The state has an interest in striking the right balance between energy technology intended for use by grid owners and energy technology needed by cities, counties and their generation service providers.  Public benefits surcharge funding allocations should adjust the balance according to desired impact.

The state’s comfort with greater local government engagement in its energy sector will grow as it considers that cities and counties already provide an array of local utility services, including  water supply and distribution, waste collection and recycling, sewer and wastewater treatment, etc.  They do so diligently and competently.  Costs of such utility services are recovered via rate setting processes that apply the principles state economic regulators apply to electricity and natural gas rates.

Integrated resource planning, a popular term in state energy regulation, is not unique to the energy sector.  It is familiar to water and waste collection providers.  There is both reason, and now an expanded opportunity, to work toward a concept of local integrated resource planning that embraces all essential local services, including energy.  Silos get in the way of full, appropriately opportunistic local integration.
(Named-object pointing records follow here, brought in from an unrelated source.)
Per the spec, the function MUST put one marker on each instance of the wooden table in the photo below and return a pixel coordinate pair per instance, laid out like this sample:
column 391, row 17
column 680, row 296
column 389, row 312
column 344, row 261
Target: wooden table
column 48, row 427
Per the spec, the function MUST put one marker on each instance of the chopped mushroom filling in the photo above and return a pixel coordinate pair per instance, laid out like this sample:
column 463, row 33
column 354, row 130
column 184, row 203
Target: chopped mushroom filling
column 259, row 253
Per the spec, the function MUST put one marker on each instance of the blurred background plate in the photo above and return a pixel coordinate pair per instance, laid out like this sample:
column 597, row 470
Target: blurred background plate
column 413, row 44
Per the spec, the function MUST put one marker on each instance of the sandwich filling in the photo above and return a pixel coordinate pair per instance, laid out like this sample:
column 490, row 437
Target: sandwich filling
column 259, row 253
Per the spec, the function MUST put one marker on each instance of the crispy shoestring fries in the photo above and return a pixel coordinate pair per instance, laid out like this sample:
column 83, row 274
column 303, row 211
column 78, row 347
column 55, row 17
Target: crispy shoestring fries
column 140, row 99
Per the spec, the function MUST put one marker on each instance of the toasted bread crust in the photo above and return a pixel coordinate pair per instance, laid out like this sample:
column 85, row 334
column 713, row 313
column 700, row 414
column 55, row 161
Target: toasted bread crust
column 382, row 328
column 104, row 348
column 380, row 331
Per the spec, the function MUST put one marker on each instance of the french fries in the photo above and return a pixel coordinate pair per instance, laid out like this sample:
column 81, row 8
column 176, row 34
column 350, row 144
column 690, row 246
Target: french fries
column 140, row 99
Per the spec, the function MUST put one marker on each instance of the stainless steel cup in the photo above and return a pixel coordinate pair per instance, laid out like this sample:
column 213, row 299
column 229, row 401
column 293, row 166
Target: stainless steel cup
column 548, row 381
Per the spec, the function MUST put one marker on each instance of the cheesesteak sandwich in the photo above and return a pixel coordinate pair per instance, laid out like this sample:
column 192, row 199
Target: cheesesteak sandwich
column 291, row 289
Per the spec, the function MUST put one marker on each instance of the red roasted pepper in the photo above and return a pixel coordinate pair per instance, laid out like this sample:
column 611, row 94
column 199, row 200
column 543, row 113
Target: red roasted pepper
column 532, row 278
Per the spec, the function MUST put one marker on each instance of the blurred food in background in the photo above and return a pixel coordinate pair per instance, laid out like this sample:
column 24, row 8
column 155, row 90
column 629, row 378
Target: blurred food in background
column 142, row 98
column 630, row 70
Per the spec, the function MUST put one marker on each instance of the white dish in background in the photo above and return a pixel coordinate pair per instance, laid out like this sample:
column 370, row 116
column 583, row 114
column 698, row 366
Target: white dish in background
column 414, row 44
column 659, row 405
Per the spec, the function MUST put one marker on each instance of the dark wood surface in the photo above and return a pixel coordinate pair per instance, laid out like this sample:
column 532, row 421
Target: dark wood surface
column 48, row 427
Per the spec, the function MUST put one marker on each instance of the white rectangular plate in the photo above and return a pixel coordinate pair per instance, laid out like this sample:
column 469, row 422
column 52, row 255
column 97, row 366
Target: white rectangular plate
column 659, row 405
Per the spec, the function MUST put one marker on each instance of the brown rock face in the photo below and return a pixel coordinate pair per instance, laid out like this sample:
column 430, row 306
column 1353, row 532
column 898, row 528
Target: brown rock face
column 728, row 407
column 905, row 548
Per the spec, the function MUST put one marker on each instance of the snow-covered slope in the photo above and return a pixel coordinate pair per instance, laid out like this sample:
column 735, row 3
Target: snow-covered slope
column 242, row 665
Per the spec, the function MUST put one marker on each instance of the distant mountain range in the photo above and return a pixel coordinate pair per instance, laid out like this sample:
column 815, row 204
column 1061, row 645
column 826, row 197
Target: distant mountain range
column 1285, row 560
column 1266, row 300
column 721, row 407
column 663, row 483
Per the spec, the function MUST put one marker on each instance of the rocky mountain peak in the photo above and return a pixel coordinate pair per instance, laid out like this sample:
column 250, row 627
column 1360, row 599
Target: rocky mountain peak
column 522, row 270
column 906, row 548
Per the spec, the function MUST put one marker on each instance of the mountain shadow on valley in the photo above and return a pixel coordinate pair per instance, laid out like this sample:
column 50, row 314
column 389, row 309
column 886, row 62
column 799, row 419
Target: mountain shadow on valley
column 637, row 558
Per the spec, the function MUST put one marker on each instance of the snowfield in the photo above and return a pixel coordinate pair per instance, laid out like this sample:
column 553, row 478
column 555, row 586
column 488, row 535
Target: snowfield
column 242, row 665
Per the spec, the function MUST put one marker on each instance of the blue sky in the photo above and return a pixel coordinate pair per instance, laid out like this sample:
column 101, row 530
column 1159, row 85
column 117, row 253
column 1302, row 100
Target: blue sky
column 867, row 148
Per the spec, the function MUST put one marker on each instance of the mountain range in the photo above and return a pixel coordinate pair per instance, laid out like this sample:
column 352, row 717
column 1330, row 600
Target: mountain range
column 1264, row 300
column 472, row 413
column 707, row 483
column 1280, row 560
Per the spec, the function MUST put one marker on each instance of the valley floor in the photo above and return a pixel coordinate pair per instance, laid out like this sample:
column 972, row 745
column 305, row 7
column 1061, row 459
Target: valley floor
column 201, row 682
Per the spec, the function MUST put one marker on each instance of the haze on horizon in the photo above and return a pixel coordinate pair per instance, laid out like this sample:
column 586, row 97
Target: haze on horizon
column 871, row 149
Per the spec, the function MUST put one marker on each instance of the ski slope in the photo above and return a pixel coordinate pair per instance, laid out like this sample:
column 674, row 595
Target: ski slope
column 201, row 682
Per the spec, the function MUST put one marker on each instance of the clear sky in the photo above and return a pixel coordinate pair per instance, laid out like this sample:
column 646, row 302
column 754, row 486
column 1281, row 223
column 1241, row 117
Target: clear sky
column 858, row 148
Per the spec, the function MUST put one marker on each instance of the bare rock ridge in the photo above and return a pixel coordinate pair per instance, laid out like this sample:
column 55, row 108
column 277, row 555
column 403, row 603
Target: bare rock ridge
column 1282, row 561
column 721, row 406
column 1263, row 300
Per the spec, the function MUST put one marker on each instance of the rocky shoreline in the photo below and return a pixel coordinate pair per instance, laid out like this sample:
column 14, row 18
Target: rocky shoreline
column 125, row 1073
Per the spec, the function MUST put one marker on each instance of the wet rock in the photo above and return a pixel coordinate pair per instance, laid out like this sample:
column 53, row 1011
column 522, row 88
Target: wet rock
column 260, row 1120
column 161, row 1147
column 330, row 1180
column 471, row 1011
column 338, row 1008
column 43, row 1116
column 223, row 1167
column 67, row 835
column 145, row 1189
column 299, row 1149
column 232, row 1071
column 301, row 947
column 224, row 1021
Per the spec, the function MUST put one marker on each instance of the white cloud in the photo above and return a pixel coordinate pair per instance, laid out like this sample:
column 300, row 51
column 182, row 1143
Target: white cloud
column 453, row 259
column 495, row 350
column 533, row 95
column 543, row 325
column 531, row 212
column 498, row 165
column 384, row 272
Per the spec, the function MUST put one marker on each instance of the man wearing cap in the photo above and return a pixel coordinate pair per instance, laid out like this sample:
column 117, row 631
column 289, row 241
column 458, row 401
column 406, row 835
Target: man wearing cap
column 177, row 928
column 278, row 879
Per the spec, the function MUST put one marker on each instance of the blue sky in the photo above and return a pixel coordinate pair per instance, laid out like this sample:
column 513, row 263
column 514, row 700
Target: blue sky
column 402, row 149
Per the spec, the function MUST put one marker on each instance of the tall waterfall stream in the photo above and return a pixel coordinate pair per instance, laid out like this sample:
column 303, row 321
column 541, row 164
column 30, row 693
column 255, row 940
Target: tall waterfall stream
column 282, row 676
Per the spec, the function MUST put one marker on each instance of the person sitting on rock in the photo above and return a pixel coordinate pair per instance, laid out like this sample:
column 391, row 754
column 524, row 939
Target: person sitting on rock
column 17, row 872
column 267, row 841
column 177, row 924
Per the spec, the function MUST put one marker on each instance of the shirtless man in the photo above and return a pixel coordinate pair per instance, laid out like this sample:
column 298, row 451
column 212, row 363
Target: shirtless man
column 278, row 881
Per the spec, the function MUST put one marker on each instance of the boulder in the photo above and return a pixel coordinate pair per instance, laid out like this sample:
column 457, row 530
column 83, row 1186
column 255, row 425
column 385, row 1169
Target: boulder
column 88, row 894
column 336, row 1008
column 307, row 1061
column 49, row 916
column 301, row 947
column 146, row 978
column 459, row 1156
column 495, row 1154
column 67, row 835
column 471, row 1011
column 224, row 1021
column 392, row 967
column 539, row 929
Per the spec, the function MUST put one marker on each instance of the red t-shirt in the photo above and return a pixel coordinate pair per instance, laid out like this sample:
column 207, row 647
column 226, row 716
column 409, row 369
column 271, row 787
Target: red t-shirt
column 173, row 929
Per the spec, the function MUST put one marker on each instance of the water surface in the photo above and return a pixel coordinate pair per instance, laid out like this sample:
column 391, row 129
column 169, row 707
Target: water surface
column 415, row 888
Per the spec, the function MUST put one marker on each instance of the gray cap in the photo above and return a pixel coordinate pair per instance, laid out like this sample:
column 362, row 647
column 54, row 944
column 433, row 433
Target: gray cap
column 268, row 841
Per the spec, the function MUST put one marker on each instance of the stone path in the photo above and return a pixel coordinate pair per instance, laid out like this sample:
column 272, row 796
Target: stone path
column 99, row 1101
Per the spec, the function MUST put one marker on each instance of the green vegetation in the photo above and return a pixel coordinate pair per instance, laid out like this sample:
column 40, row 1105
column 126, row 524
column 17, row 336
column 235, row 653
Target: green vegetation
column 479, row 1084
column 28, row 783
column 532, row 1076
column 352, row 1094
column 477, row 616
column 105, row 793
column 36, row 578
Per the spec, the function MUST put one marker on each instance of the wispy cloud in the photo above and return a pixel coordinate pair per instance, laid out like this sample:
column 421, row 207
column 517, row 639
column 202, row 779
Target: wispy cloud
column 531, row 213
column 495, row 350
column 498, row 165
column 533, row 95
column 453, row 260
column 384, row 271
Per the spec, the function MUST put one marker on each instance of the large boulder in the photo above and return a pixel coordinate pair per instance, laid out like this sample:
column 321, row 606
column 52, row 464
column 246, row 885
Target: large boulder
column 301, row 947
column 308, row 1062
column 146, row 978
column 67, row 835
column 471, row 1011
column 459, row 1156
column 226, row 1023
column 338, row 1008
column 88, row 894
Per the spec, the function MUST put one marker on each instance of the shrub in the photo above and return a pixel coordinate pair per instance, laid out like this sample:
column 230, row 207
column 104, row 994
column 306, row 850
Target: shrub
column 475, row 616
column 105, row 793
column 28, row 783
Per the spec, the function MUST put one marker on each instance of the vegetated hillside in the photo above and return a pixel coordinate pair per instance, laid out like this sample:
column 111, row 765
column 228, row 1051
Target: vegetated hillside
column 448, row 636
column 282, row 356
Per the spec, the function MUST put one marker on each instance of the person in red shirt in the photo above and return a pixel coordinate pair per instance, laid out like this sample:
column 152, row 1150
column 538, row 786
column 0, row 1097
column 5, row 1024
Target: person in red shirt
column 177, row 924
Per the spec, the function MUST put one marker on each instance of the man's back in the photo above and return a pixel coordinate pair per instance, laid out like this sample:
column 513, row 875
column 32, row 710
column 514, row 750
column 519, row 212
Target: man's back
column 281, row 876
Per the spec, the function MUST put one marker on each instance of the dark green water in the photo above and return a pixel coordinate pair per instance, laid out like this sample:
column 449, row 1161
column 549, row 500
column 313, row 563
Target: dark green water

As new technologies transform the energy sector and state and local agencies strive to achieve cost-effective and rapid decarbonization, both state and local governments will need capacity to plan and manage change.  The state’s energy related change management capacity is invested primarily in the electricity and natural gas utilities it regulates.  Local government’s capacity is invested in energy utilities that are currently regulated locally.  Coverage is thus incomplete, but it is expanding as Community Choice programs come on stream.

Prudent expansion of Community Choice in California can bring state and local representatives and the energy businesses they regulate into closer engagement.  The result will be trust relationships that remove barriers to accelerated decarbonization and energy infrastructure resiliency.

— Gerry Braun

©2017 IRESN, Inc.

[1] Community Choice energy service providers have greater flexibility and motivation than state regulated utilities to engage adapt and innovate locally, though in their early stages, they may have limited budget and staff capacity to develop programs and projects collaboratively with each member jurisdiction.